Ich habe eine Festplatte (14,3GB) als master 0 device in meinem PC.
früher hatte ich eine zweite drin. Die hab ich dann irgendwann ausgebaut und dann kam logischerweise der Fehler beim Starten:
Primary slave hard disk fail!
Jetzt habe eine neue gekauft (80GB) und bei der weiß ich jetzt nicht wie ich die einstellen soll. Als Primary slave
hab da net so viel Ahnung...und wäre sehr dankbar wenn mir jemand helfen könnte.

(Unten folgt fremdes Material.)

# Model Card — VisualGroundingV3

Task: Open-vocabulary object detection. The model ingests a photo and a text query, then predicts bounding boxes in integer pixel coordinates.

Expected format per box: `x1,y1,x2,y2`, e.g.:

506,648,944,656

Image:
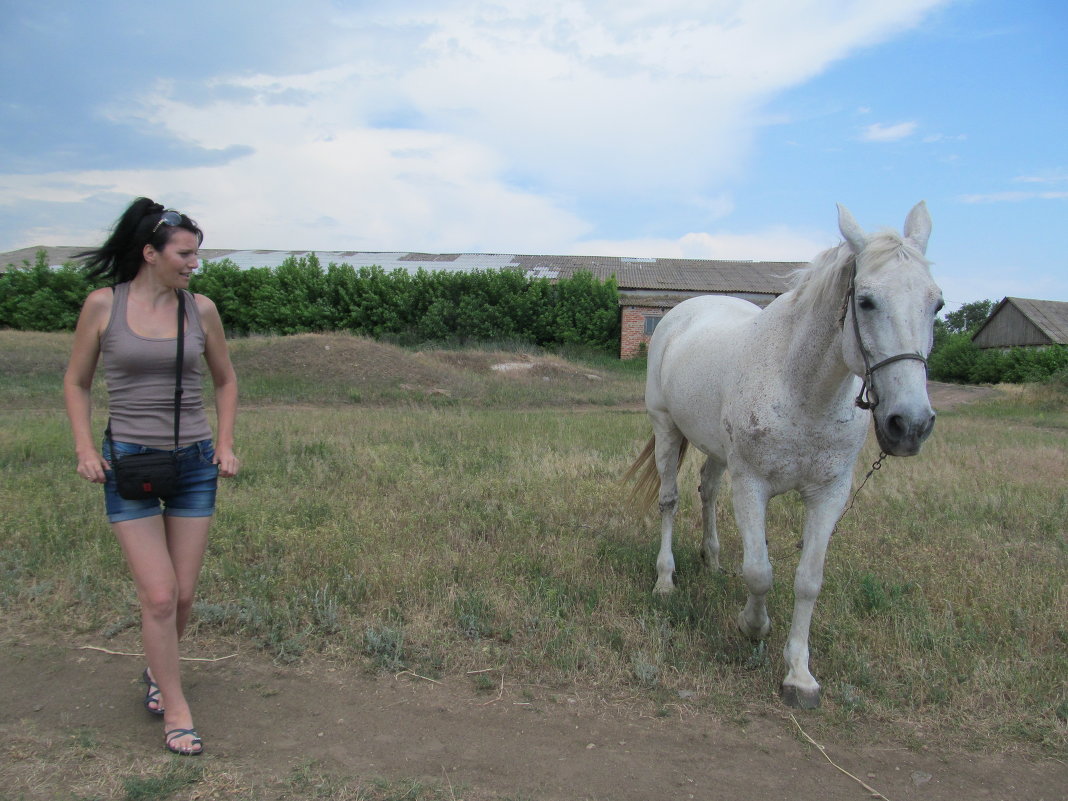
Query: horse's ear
837,203,867,254
903,201,931,254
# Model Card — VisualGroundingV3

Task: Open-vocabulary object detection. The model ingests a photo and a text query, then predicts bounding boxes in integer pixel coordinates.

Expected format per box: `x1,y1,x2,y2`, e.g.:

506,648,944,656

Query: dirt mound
228,334,610,403
230,334,454,387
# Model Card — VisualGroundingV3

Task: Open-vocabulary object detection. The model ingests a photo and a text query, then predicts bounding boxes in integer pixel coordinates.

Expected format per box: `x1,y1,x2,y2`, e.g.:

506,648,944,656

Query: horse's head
838,202,944,457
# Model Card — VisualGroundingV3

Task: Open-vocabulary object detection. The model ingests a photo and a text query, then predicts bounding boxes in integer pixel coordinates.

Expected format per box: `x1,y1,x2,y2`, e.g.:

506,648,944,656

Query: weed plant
1,330,1064,755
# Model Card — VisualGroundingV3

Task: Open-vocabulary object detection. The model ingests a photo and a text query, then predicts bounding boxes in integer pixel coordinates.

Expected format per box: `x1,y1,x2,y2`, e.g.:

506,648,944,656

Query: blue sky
1,0,1065,310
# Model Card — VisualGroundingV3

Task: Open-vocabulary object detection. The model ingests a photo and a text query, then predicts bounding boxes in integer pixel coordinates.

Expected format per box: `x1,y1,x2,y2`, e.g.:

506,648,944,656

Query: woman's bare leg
112,513,210,752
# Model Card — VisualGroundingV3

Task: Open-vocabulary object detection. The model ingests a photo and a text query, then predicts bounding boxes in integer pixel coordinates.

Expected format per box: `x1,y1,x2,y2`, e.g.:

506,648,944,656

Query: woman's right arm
63,288,112,483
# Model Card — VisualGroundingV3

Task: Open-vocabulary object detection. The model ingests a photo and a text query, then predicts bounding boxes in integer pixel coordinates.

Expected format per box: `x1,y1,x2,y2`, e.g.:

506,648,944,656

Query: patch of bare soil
427,349,605,381
926,381,1000,411
2,635,1064,801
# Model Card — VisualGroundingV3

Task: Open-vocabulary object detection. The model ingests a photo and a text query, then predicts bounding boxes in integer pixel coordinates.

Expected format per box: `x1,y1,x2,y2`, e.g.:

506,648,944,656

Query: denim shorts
102,438,219,523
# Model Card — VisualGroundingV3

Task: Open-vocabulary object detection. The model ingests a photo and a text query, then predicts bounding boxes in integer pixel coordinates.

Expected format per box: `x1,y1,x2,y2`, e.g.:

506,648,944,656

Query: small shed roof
972,297,1068,347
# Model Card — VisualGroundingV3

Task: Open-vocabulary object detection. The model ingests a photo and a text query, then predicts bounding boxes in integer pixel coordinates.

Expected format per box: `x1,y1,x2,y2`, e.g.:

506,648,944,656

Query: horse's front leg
731,474,773,639
781,480,852,709
652,426,686,594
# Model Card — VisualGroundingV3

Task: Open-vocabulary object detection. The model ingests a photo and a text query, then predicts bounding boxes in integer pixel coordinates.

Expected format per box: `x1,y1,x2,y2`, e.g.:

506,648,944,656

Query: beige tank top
101,282,213,448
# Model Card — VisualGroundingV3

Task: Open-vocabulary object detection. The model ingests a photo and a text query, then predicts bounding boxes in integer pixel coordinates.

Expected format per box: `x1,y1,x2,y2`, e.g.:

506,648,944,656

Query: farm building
971,297,1068,350
2,245,799,358
554,256,796,358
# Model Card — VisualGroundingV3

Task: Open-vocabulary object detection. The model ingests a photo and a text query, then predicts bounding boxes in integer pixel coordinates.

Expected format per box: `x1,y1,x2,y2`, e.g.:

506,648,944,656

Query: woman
64,198,239,755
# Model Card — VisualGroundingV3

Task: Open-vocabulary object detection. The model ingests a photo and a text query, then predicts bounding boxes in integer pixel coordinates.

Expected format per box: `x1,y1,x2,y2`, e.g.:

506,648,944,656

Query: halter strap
846,262,927,411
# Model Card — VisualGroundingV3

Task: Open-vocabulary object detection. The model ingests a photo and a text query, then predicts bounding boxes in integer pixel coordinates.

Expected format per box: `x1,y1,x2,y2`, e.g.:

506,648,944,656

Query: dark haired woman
64,198,239,755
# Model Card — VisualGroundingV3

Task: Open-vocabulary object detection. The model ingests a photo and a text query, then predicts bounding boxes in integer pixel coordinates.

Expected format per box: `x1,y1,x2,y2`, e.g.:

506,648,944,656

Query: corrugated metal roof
508,255,796,294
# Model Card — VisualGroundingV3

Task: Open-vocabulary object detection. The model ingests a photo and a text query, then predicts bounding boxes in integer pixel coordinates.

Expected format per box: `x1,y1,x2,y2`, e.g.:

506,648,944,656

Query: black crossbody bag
108,290,185,500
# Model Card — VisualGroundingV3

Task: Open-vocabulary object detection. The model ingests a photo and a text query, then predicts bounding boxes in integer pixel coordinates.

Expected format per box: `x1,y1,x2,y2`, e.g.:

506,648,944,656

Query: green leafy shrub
0,251,101,331
1,249,622,353
189,256,620,352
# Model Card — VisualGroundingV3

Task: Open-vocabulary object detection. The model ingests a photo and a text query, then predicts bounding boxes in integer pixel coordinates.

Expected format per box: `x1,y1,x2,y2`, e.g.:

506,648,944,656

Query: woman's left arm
197,294,240,477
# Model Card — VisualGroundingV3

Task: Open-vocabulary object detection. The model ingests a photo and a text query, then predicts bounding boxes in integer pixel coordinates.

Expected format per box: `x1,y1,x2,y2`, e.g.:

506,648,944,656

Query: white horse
627,202,942,708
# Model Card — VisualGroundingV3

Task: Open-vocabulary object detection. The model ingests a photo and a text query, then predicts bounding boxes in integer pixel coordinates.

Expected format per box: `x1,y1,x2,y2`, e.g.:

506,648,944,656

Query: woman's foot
142,669,164,716
164,727,203,756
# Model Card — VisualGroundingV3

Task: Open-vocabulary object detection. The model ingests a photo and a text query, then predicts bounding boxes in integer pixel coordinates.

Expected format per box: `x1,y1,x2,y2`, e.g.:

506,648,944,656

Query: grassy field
1,329,1065,757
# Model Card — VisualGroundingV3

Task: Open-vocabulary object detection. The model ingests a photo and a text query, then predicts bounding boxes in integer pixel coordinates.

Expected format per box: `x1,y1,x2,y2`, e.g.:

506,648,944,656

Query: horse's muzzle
874,408,936,456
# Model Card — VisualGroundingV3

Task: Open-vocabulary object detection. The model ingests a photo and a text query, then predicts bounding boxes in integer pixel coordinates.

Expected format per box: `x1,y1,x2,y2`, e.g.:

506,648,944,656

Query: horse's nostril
887,414,907,439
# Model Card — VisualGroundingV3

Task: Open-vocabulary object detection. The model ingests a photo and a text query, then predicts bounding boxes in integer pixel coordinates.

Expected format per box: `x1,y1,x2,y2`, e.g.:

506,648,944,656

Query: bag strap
172,289,185,450
106,289,185,452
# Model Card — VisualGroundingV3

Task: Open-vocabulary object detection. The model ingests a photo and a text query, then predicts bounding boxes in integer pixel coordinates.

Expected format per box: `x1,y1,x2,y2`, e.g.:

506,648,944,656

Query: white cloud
958,191,1068,204
861,121,918,142
1014,169,1068,185
574,226,831,262
0,0,953,252
922,133,966,143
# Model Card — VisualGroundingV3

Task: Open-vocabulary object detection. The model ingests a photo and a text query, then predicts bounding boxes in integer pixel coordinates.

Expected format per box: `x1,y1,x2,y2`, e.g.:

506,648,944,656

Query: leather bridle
845,261,928,412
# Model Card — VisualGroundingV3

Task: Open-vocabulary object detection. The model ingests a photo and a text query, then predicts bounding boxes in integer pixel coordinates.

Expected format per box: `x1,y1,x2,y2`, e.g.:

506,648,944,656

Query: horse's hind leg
652,423,686,594
698,456,725,572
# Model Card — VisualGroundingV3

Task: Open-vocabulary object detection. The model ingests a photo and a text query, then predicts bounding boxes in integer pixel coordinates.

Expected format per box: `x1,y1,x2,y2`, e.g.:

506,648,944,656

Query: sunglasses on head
151,210,184,234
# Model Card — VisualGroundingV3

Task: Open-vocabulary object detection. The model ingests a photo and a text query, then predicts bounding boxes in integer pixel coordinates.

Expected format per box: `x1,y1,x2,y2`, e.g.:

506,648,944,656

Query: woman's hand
76,450,110,484
214,446,240,478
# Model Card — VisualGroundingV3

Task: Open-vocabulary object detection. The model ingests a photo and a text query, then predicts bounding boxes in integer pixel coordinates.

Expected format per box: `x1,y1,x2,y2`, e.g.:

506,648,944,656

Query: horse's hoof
781,683,821,709
652,581,675,596
699,553,722,572
736,610,771,640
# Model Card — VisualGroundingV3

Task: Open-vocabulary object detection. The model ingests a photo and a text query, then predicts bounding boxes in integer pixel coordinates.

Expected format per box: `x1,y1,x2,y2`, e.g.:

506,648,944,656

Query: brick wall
620,305,667,359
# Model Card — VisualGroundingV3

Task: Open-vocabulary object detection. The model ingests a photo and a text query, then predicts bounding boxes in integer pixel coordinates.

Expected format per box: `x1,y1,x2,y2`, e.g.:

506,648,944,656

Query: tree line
0,251,620,352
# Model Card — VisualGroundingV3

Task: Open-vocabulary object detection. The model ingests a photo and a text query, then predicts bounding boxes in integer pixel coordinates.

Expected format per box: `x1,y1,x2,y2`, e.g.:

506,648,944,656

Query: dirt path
2,634,1064,800
926,380,999,411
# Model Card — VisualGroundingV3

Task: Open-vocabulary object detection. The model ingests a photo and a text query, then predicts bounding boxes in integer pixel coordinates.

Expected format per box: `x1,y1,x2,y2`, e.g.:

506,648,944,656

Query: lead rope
832,450,888,536
798,450,889,548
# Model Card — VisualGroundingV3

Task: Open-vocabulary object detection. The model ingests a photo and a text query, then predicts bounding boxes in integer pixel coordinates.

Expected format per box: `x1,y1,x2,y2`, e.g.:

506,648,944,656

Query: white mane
786,230,931,317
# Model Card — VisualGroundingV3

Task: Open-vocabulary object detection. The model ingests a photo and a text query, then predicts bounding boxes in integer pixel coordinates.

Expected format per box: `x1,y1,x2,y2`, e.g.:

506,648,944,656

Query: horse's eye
858,296,876,311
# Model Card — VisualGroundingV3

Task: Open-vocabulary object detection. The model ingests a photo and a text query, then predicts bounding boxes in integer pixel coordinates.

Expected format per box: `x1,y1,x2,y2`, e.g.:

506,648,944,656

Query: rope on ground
394,669,442,685
790,714,893,801
75,645,238,662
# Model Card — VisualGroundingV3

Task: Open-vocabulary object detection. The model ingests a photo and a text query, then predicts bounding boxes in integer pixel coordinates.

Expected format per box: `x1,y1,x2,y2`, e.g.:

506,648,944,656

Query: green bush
0,249,621,354
928,333,1068,385
0,251,100,331
1001,345,1068,383
928,332,979,382
189,256,620,351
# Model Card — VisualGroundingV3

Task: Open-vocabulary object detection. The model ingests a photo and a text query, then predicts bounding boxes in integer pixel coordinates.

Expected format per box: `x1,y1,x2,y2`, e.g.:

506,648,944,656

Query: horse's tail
624,435,689,512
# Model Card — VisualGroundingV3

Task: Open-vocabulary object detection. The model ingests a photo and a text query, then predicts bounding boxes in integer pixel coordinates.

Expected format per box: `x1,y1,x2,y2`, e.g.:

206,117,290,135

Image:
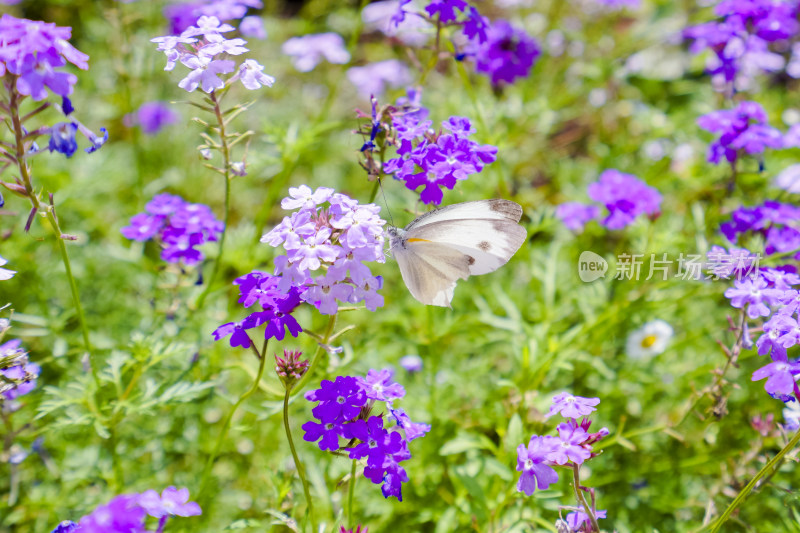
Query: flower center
640,335,658,348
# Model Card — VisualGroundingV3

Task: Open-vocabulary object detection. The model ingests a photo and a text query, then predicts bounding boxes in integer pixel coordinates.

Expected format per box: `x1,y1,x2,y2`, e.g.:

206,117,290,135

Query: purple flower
239,15,267,39
120,213,165,241
546,393,600,419
302,418,348,451
586,170,661,229
306,376,368,423
698,101,782,164
212,319,254,348
177,55,235,93
50,521,79,533
549,422,592,465
724,276,781,318
774,164,800,194
556,202,601,232
399,354,423,373
389,407,431,441
282,33,350,72
77,495,146,533
137,486,201,518
47,122,79,158
425,0,469,23
0,339,40,401
132,102,179,135
357,368,406,402
235,59,275,90
347,60,412,97
516,436,559,495
0,255,14,281
347,416,404,468
471,20,540,86
752,353,800,396
565,509,608,531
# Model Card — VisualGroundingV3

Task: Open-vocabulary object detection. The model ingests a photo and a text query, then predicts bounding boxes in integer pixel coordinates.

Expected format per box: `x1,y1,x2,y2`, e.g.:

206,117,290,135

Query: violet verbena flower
357,368,406,402
212,271,304,348
302,372,428,500
282,33,350,72
121,192,224,266
516,435,559,495
239,15,267,39
77,495,147,533
585,169,661,230
136,486,202,518
546,392,600,419
399,354,423,372
383,90,497,205
163,0,263,35
0,339,40,403
720,201,800,258
151,15,274,93
697,101,783,165
0,254,16,281
130,101,179,135
0,14,88,101
555,202,601,233
260,186,387,314
469,19,540,86
565,509,608,531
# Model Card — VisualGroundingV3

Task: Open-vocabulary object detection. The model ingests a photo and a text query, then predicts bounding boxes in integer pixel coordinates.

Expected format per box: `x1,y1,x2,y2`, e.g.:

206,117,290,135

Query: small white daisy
626,320,673,359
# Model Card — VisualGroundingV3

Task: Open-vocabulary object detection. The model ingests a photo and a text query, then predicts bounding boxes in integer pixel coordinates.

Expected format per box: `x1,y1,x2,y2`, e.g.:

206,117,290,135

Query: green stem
197,340,267,499
6,78,94,378
196,90,232,309
700,429,800,533
290,314,338,397
347,459,357,526
283,387,315,530
572,464,599,533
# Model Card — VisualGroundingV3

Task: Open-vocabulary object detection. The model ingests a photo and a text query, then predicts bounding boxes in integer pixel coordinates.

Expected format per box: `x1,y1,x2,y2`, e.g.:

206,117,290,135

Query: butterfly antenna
378,177,394,227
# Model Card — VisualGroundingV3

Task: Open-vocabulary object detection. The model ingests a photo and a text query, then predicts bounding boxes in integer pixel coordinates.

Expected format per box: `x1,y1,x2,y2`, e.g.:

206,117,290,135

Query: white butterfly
387,199,527,307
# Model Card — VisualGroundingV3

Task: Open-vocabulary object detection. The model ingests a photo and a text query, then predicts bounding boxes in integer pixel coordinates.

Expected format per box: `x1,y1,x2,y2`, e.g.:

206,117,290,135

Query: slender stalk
290,314,338,397
572,464,599,533
195,90,232,309
197,339,267,498
6,80,94,376
283,387,315,530
347,459,357,525
700,429,800,533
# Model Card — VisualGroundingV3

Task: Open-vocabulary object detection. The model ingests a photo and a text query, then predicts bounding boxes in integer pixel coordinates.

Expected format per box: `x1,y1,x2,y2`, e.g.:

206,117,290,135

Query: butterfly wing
405,199,523,231
404,203,526,276
392,240,472,307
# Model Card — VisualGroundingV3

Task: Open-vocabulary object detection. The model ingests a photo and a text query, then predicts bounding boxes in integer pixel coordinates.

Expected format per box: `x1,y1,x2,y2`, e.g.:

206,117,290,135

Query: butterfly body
389,199,526,307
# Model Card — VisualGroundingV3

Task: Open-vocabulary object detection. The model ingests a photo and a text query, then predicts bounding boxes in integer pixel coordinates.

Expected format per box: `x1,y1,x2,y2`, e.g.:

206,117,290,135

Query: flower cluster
302,369,430,500
556,169,662,231
163,0,263,35
0,14,88,101
151,15,274,93
51,487,201,533
261,186,387,314
282,33,350,72
0,339,40,407
378,90,497,205
697,101,783,165
721,201,800,257
684,0,798,92
516,393,608,531
121,193,224,266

Vielen Dank und liebe Grüße

Adlerina


----------



## Johannes Postler (12. September 2003)

Hinten auf der Festplatte findest du 8 Zäpfchen, die etwa so aussehen:
    : : : :

Irgendwo auf der Festplatte (oder in der Anleitung) findest du eine Kennzeichnung wie du die HD "jumpern" musst. Da steht dann bespielsweise:
Master:
    : : 8 :   (ist jetzt nur ein Beispiel!)
dh. du musst die kleine Brücke (entweder diese steckt dort schon, oder sie wurde mitgeliefert) so hineinstecken wie beschrieben (die 8 oben ist die Brücke).

Ich vermute jetzt mal, dass dein PC schon älter ist, da du ein HD mit 14,3 GB hast. Es kann sein dass dein Motherbord (bzw. deine BIOS-Version) nur HDD bis soundsoviel GB unterstützt.

cu tirolausserfern


----------



## Kawakima (13. September 2003)

Hi,
Um zu testen ob das Mainboard die Platte unterstützt, könnte man sie doch als Master jumpern und als einzige Platte mal laufen lassen, wenn er sie im Bios erkennt und nur meckert, das kein Betriebssystem vorhanden ist, wäre das Problem schon beseitig.


Schreib mal auf, welche Jumper Möglichkeiten es bei deiner alten 14 GB Platte gibt. Und welche bei der neuen. Dann kann man die Möglichkeiten hier durchgehen.  

Ciao
Kawakima


----------